エリックが訳知り顔で優しく見てくるので、それはそれで少し居心地悪く感じながら、アリアナは楽しそうに見えるように会話をした。
そんな風に、一行を乗せた馬車が走る。
「潮の匂いがしてきたわね」
「ああ」
窓の外が賑やかになってくる。
馬車が増え、人が増え、石畳の道路に入ると、そこはもう町だった。
流石に商人が出入りする国の入り口なだけあって、騒がしい。
昨夜泊まった町と比べ、お祭り感は減り、その分、働く屈強な人達が増える。
外国の人も多いようで、雰囲気や服装の違う人々が、色々な訛りで喋っている。
この周辺の国は、同じ公用語を使う。
けれど、言葉がその土地に合ったものになっていくように、それぞれイントネーションや使い方が少しずつ違っていた。
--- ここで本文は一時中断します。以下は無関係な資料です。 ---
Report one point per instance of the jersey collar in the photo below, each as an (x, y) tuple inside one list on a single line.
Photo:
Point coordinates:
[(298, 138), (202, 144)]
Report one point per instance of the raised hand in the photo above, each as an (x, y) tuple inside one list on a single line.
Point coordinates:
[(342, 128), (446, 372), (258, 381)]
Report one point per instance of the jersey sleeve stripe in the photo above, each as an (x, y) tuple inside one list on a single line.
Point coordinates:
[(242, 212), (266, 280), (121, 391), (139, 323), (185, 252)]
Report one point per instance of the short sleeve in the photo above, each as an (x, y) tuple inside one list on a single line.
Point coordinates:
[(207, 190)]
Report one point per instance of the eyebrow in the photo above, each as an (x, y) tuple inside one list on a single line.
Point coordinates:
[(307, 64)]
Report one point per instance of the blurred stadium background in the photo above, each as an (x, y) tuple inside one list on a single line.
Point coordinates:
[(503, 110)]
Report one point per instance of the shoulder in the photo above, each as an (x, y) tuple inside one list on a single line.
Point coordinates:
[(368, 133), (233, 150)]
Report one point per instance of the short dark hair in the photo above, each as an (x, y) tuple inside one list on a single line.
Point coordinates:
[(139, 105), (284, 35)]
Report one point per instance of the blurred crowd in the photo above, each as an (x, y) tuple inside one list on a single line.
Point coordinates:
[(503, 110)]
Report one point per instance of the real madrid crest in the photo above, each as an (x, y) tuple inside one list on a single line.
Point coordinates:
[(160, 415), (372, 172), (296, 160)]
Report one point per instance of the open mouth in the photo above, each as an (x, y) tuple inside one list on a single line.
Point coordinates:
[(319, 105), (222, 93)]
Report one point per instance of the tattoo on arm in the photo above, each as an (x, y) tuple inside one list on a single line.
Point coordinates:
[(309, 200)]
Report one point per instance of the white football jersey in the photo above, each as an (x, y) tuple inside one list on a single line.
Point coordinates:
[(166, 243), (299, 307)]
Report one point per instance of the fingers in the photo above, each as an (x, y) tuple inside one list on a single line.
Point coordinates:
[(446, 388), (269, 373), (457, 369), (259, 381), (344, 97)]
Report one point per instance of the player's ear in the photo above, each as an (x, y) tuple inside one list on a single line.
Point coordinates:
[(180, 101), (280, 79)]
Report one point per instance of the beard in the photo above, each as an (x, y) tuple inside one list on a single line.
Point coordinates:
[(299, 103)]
今日泊まる場所は、宿ではなく、サウスフィールド家の別荘だ。
街中にありそれほど大きくはないけれど、執事とメイド3人、それに料理人が一人常駐している。
泊まる部屋はどこの部屋からも海が見えた。
冬に差し掛かった時期だったけれど、晴れた空の下の海は、まだ冷たい空気を纏ってはいない。
明るく、青々とした海だった。
アリアナにとっては何度も見ている海だったけれど、ここに来れば景色を味わわずにはいられない。
「きれい」
アリアナは、一人呟いた。
さて、そんなわけで今回の旅の目的地です。